The problem is that a query execution plan determines what possible dereferenceable material the query will encounter during its execution. What is worse, a query plan tends toward the minimal, i.e., toward minimizing the chances of encountering something dereferenceable along the way. Where query and crawl appeared to have a similarity, in fact they have two opposite goals.

The user generally has no idea of the execution plan. In the general case, the user cannot have an idea of this plan. There are valid, over 40 year old reasons for leaving the query planning to the database. In exceptional situations the user can read or direct these, but this is really quite tedious and requires understanding that is basically never present.

So, given a query, how do we find data that will match it, short of having a pre-loaded database of absolutely everything? This is certainly a desirable goal, and all in the open world, distributed spirit of the web.

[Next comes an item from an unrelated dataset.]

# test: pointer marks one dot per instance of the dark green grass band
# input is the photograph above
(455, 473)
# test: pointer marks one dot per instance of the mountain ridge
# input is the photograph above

Let us limit ourselves to queries that have some literals in the object or subject positions. A SPARQL query is basically a graph. Its vertices are variables and literals, and its edges are triple patterns. An edge is labeled by a predicate. For now, we will consider the predicate to always be a literal. From each literal, we can draw a tree, following each edge starting at this literal and descending until we find another literal. Each tree is not always a spanning tree of the graph, but all the trees collectively span the graph.

Consider the query

{ <john> knows ?x . <mary> knows ?x . ?x label ?l }.
The starting points are the literals john and mary. The john tree has one child, ?x, which has the children mary and ?l. One could notate it as
{ <john> knows ?x . {{ <mary> knows ?x} UNION {?x label ?l}}}
That is, the head first, and if it has more than one child, a union listing them, recursively.

If one composed such queries for each literal in the original pattern and evaluated each as a breadth first walk of the tree, no query optimization tricks, and for each binding of each variable, recorded whether there was something to dereference, one would in a finite time have reached all the directly reachable data. Then one could evaluate the original query, using whatever plan was preferred.

The check for dereferenceable data applied to each IRI-valued binding formed in the above evaluation, would consist of looking for "see also", "same as", and other such properties of the IRI. It could also consult text based search engines. Since the evaluation is breadth first, it generates a large number of parallel tasks and is fairly latency tolerant, i.e., it will not die if it must retrieve a few pages from remote sources. We will leave the exact rewrite rules for unions, optionals, aggregates, subqueries, and so on, as an exercise; the general idea should be clear enough.

We have here shown a way of transforming SPARQL queries in such a way as to guarantee dereferencing of findable links, without requiring the end user to either explicitly specify or understand query plans.

The present Sponger does not work exactly in this manner but it will be developed in this direction. Fortunately, the algorithms outlined above are nothing complicated.